In the results perspective from the log operator (That comes just after the X-Validation operator), I get different values for performance:
The thing is, I don't know which performance I should use, or which is representative,the kappa and performance column is from the performance (Classification) operator which is inside the X-Validation, (besides, what does "main Criterion" inside the Performance(Classification) operator mean?).
The val_perf column is from the X-Validation parameter with value "performance". The val_perf3 is from X-Validation with performance3... I asked the question before, but I'm not sure if I understood that correct, what does "performance,performance1, performance2, performance3" in the X-Validation mean (see screenshot)?

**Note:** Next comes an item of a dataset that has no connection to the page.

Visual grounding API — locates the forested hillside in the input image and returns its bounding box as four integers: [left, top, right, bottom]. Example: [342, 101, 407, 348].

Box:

and finally, I got the performance from "Optimize Parameter Grid" operator:
so which of the 3 performances are the most "representative" now for my dataset? that from Performance(Classification) , X-Validation or Optimize Parameter operator? and should I use "Performance", or accuracy or kappa ? or what is best to decide if my model is a good one for data classification?
Screenshot from X-Validation:
Best Answer
-
IngoRM Employee-RapidMiner, RapidMiner Certified Analyst, RapidMiner Certified Expert, Community Manager, RMResearcher, Member, University Professor Posts: 1,751 RM Founder
Hi,
Use the performance of the Optimize Parameters operator - this is the one which is the result of the parameter settings you have been optimizing for so there is a direct relationship between the chosen parameters and the performance for this parameter set.
The different performance for the cross validation are the main criterion (performance) as well as up to three other performance measurements you might have defined in the Performance operator you have used. Typically you should only care about the main performance so going with "performance" for logging is fine.
But in order to make a statement like "my model will be x% accurate" you should just go with the performance delivered by the Optimize Parameters.
Cheers,
Ingo
1
Answers
can somebody explain to me the different performance values ? anybody got an idea?